How can a God of love accept that even a single one of the creatures whom he has made should remain forever in hell? There is a mystery here which, from our standpoint in this present life, we cannot hope to fathom. The best we can do is to hold in balance two truths, contrasting but not contradictory. First, God has given free will to man, and so to all eternity it lies in man's power to reject God. Secondly, love signifies compassion, involvement; and so, if there are any who remain eternally in hell, in some sense God is also there with them.
It is written in the Psalms, 'If I go down to hell, thou art there also' (139:7): and St. Isaac the Syrian says, "It is wrong to imagine that sinners in hell are cut off from the love of God' (AH 28 (27), p. 141). Divine love is everywhere, and rejects no one. But we on our side are free to reject divine love: we cannot, however, do so without inflicting pain on ourselves, and the more final our rejection the more bitter our suffering" (Bishop Kallistos Ware, PhD [Oxford], The Orthodox Way
, pp. 135-136).
If someone believes that they will suffer eternally in hell if they choose against God, are they really free to choose in favor of God?
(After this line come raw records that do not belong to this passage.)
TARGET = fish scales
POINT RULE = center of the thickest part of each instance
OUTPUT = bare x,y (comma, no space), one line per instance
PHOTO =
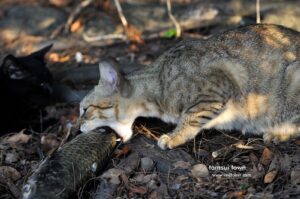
61,174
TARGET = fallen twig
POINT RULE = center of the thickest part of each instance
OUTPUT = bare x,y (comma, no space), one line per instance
228,149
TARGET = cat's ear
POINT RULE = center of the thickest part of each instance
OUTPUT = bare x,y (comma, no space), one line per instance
113,80
12,69
40,54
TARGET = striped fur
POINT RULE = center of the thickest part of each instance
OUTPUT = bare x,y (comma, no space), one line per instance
246,79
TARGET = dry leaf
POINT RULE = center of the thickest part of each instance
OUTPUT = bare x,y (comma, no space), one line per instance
270,176
199,171
124,151
297,142
50,142
236,194
134,34
76,25
266,157
55,57
60,3
136,189
253,158
19,138
113,175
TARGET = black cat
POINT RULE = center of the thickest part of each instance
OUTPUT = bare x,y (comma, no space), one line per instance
25,86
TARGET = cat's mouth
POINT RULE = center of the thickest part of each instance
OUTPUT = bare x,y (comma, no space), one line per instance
123,130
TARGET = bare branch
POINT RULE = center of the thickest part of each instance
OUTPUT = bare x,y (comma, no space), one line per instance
257,11
121,15
175,22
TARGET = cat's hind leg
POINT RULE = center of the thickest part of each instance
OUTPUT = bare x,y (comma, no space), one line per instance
190,124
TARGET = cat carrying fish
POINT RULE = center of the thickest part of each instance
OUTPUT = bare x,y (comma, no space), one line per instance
246,79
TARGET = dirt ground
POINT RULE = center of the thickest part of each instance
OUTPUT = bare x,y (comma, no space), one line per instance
214,165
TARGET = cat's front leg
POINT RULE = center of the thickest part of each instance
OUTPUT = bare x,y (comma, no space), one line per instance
190,125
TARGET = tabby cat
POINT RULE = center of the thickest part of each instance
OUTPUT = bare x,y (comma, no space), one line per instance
247,79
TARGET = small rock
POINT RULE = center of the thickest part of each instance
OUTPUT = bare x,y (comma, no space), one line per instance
11,158
147,164
9,172
113,175
182,165
152,185
60,3
199,171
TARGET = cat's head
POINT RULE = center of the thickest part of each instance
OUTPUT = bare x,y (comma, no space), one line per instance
109,103
27,77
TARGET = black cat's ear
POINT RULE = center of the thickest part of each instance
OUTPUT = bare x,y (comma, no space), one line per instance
10,68
40,54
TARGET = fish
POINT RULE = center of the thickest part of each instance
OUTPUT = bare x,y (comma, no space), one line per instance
61,174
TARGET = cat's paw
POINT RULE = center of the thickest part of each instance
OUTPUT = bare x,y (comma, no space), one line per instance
164,142
269,138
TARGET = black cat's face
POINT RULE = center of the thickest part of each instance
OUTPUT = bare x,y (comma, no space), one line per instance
27,78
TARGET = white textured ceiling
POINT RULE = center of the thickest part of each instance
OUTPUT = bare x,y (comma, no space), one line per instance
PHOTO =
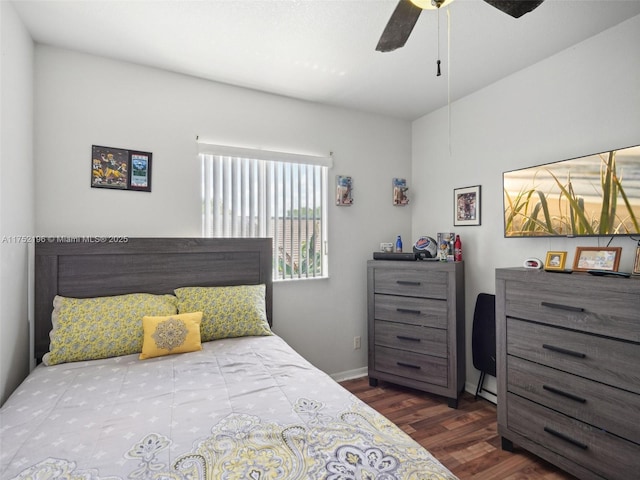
324,50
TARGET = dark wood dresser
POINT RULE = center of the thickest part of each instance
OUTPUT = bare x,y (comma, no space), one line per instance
416,325
568,365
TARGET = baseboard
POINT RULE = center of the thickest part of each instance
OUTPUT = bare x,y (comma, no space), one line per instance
350,374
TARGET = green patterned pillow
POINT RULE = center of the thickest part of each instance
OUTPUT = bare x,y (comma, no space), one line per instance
237,311
101,327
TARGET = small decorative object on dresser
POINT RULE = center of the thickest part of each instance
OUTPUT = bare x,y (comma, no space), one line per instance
555,260
567,353
417,325
597,258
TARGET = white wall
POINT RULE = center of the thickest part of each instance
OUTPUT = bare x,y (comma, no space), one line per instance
16,196
83,100
582,101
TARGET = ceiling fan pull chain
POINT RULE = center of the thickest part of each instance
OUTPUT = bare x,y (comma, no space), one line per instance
438,62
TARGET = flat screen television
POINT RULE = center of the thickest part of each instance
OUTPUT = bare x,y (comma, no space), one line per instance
593,195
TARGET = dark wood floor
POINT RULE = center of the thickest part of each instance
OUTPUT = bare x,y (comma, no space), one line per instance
465,439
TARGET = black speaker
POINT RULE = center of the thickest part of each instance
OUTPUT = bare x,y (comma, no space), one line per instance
483,337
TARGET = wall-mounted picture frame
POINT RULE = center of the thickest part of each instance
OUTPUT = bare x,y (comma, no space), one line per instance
597,258
466,203
120,169
140,168
400,189
555,260
344,189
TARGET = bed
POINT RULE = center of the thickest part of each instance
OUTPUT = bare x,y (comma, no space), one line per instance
240,405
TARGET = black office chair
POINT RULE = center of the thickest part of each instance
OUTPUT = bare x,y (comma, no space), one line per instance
483,338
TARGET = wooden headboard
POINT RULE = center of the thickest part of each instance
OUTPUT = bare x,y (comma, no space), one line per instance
95,267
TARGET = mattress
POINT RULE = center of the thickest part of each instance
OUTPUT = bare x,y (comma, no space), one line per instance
241,408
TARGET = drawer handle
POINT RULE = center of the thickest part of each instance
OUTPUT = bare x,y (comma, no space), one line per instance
564,394
566,438
408,365
411,339
562,307
563,350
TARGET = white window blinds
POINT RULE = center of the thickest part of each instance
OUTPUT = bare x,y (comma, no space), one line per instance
257,193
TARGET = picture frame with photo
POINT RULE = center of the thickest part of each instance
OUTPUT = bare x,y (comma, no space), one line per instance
344,190
597,258
466,204
555,260
120,169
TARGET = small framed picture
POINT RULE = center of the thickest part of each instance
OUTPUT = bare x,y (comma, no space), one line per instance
120,169
466,206
140,178
400,188
109,167
344,187
555,260
597,258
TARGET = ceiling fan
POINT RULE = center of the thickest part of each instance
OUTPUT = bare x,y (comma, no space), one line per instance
406,14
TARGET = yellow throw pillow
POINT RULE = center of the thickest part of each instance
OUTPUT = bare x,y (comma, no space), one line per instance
171,334
235,311
101,327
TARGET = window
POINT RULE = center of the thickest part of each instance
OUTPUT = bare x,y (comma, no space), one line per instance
255,193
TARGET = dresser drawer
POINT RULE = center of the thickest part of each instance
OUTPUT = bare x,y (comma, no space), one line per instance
412,283
611,409
593,448
604,312
429,341
424,368
415,311
605,360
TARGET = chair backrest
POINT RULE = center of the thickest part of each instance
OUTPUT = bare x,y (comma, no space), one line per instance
483,338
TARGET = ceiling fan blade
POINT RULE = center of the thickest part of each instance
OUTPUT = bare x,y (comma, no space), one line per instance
399,27
515,8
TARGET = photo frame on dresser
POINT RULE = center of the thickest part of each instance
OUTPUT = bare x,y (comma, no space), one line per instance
597,258
555,260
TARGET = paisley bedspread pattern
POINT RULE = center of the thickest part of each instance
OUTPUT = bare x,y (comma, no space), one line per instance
249,436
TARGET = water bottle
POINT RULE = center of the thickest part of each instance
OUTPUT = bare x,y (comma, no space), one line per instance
399,244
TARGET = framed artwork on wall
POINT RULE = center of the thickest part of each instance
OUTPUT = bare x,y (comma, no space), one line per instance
400,189
344,186
120,169
466,202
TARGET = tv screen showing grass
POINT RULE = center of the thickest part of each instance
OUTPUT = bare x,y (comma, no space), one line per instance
593,195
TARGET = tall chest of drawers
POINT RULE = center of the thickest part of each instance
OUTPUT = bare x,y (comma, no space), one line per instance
568,367
416,325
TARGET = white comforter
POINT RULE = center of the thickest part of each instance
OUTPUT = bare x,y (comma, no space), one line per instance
244,408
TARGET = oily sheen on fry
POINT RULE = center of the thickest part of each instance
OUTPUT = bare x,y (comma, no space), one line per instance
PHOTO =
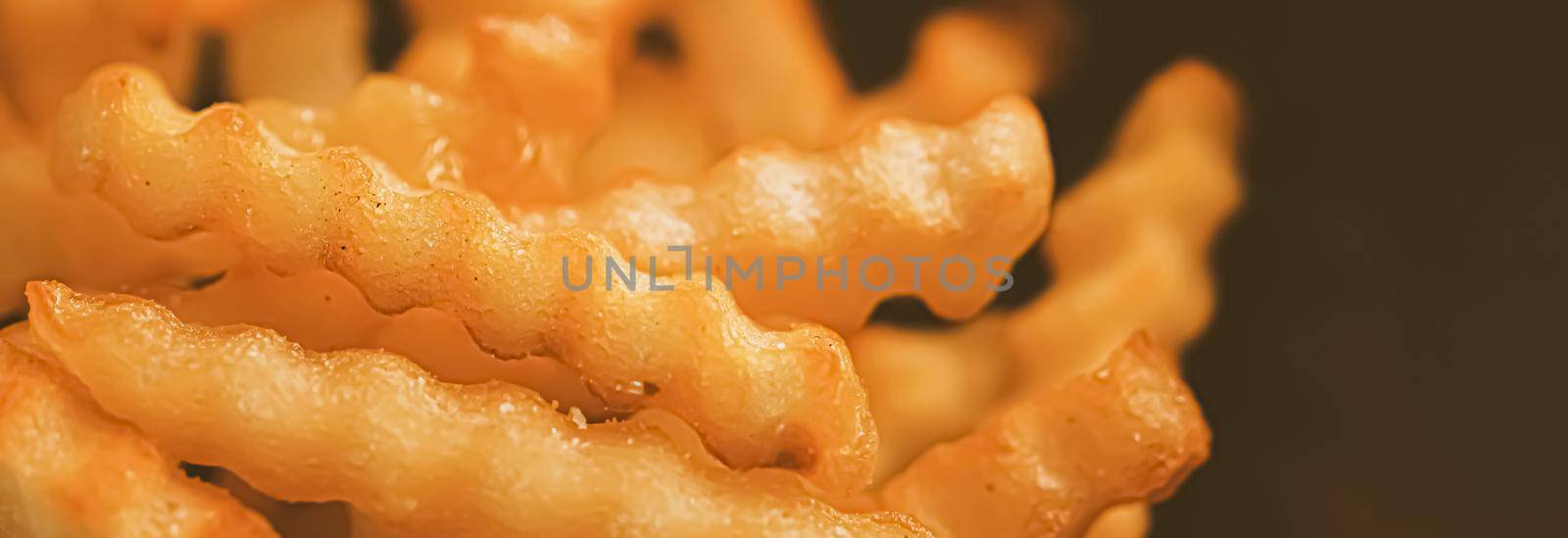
1129,253
757,396
407,451
1054,460
899,190
70,469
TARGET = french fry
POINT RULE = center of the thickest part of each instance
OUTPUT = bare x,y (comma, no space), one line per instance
757,396
70,469
407,451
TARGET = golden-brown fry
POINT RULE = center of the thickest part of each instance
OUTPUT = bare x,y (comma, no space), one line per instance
1128,247
325,313
901,192
1129,253
70,469
303,51
964,59
1053,462
929,386
757,396
504,107
49,46
410,452
80,239
762,70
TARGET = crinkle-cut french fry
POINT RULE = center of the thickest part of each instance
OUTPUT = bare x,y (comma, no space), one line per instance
49,46
325,313
70,469
1121,521
510,120
1129,245
80,239
303,51
757,396
899,190
929,386
762,68
1051,462
407,451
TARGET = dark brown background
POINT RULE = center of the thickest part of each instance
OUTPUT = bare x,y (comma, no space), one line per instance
1388,357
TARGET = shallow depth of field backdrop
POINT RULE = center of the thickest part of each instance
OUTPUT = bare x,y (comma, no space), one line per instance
1388,353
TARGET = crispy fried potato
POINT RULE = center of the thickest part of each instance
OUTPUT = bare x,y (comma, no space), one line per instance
929,386
964,59
303,51
410,452
1121,521
80,239
757,396
1050,463
70,469
1128,247
504,107
49,46
899,190
323,313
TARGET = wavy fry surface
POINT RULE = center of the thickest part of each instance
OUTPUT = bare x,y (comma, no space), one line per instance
49,46
764,70
1129,245
757,396
899,190
929,386
1129,255
1054,460
70,469
407,451
80,239
325,313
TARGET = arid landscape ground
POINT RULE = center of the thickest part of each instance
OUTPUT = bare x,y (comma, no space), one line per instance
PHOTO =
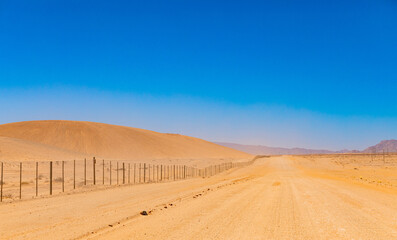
335,196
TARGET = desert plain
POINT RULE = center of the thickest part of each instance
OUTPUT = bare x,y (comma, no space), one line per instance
335,196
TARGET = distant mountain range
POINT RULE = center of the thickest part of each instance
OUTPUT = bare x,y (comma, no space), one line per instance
386,145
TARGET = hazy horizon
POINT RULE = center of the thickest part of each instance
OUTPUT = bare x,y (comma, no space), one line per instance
282,74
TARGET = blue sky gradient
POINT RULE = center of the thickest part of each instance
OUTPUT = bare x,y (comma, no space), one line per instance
319,74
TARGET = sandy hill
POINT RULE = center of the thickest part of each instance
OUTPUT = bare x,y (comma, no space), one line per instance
386,145
264,150
44,140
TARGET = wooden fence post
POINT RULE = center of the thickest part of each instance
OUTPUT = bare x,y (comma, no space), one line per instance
20,180
37,179
161,173
117,173
93,170
139,173
51,178
123,173
74,174
63,176
149,173
1,181
144,173
85,171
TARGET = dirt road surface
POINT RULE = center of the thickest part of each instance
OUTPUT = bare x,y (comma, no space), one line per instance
272,199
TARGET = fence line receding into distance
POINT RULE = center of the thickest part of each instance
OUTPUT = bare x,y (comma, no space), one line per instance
23,180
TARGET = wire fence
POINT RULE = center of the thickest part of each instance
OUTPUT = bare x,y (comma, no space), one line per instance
23,180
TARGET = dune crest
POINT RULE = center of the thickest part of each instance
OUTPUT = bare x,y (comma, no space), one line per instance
56,139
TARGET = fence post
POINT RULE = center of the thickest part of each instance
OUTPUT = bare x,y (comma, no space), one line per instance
117,173
51,178
85,171
139,172
63,176
74,174
134,172
20,180
93,169
37,178
1,182
144,172
123,173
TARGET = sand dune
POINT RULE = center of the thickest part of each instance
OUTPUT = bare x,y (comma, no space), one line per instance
44,140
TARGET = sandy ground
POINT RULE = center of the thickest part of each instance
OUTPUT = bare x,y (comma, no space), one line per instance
275,198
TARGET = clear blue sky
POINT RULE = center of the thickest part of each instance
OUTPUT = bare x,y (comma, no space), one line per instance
319,74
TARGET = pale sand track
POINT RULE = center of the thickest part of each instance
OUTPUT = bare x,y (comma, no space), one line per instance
272,199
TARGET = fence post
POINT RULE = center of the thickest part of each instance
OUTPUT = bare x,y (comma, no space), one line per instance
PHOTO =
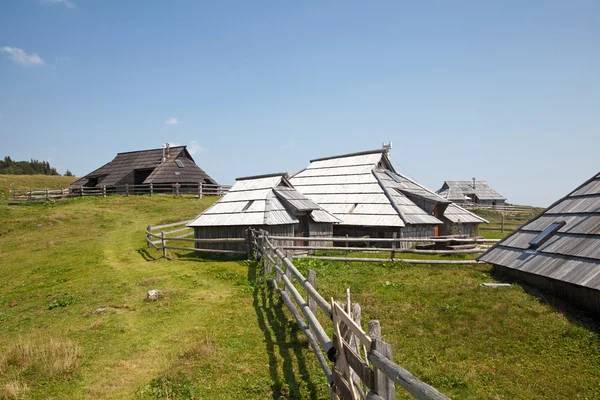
248,244
346,246
312,279
384,386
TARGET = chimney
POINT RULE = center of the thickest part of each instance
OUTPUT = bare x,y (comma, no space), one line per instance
387,146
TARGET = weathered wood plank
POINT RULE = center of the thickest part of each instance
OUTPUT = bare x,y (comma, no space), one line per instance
385,240
205,250
384,249
418,389
306,329
357,330
342,385
407,261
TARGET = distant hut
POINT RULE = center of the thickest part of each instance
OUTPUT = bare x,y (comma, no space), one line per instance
472,192
558,250
371,199
267,202
167,165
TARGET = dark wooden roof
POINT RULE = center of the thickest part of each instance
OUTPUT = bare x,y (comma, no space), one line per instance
572,254
124,165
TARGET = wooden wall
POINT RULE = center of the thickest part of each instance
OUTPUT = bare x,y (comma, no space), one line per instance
211,232
411,231
451,228
578,296
319,229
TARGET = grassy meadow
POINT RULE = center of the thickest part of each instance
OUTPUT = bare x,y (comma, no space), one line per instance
74,322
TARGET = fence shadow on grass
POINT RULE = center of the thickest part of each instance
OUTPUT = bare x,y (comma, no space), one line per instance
281,334
571,312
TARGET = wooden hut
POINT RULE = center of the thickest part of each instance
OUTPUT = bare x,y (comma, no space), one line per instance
371,199
267,202
167,165
471,192
558,250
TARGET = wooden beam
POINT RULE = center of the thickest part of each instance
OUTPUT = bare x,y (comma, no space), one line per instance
418,389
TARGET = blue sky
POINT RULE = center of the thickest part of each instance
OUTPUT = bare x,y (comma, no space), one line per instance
507,91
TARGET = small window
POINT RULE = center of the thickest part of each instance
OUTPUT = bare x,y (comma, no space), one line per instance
247,206
546,234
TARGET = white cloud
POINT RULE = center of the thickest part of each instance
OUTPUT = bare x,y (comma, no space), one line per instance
67,3
20,57
289,145
195,148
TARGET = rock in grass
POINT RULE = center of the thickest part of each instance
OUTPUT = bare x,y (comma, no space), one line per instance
154,295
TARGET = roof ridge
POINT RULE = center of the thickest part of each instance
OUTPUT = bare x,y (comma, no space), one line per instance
141,151
360,153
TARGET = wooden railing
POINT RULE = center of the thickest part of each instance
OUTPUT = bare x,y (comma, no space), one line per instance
160,236
197,189
450,245
362,363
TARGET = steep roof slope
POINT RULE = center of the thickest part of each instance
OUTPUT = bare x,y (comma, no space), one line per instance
458,190
563,242
261,200
168,172
363,189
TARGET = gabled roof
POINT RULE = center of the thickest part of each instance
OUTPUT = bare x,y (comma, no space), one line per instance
364,189
261,200
126,163
571,254
459,190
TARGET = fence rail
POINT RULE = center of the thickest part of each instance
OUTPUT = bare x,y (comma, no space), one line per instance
362,363
184,232
198,189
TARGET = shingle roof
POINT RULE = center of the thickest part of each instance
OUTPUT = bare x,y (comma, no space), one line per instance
572,254
126,163
458,191
363,189
262,200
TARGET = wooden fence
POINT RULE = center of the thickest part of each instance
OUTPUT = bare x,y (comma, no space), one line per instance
502,208
160,239
160,236
198,189
362,362
505,222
As to the OP, whether the reality of hell itself would be forcing, John Milton supposed otherwise:
"The mind is its own place, and in itself
Can make a heav'n of hell, a hell of heav'n.
...Here at least
we shall be free; the Almighty hath not built
Here for his envy, will not drive us hence:
Here we may reign secure, and in my choice
to reign is worth ambition though in Hell:Better to reign in Hell, than serve in Heaven.